Chito Santiago 13 Jan 2017
The Republic of Korea (RoK) is the first sovereign to kick off the issuance in the G3 bond market out of Asia with a tightly priced US$1 billion global offering on January 12 and achieved its lowest coupon and spread ever.
The SEC-registered 10-year bonds were priced at 98.955% with a coupon of 2.75% to offer a yield of 2.871%. This was equivalent to a spread of 55bp over the US treasuries, or at the tight end of the final price guidance of between 55bp and 60bp.
The bonds tightened further in the secondary market and they were trading at 50bp in the morning of January 13. This deal marked the return of the RoK into the US dollar bond market after more than two years, having printed a 30-year issue amounting to US$1 billion in June 2014. It previously accessed the Panda bond market in December 2015 with a 3 billion renminbi offering – the first ever by a sovereign since the Panda bond market further opened up in the second half of 2015.
“The RoK has had its share of headlines recently and this tightly-priced transaction is a strong statement about its continued strength in the market,” says a banker familiar with the deal. “It was also important to set a benchmark for other Korean issuers, who will be able to benefit from this attractive price level.”
The deal garnered an order book which at its peak was in excess of US$3 billion that enabled the RoK to push down pricing aggressively from the initial guidance of between 70bp and 75bp, and to finally price the bonds at 55bp. In terms of relative value, the RoK’s existing 2023 bonds were trading at Treasuries + 78bp, or a G-spread of 53bp, so their 10-year bonds basically came flat to their five-year, the banker points out.

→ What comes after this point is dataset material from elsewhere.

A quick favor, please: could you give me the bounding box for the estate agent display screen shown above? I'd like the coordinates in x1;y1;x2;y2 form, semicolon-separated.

The bonds were also priced inside the similarly AA-rated Canadian provinces with the bonds issued by the province of Alberta trading at G-spread of 63bp, Ontario at G-spread of 56bp and Manitoba at G-spread of 60bp. They were also competitively priced versus some of the RoK peers with the bonds by Development Bank of Japan trading at G-spread of 55bp and Japan Bank for International Cooperation at G-spread of 56bp.
The final price guidance saw a lot of attrition in the total order book, which amounted to US$1.4 billion from 70 accounts, with 54% of the bonds allocated in Asia, 25% in the US and 21% in Europe. By type of investors, fund managers and insurance companies accounted for 37% each, banks 19%, public sector 3%, and private banks and pension funds 2% each.

Bank of America Merrill Lynch, Citi, Goldman Sachs, HSBC, J.P. Morgan, Korea Development Bank and Samsung Securities acted as the joint bookrunners for the transaction.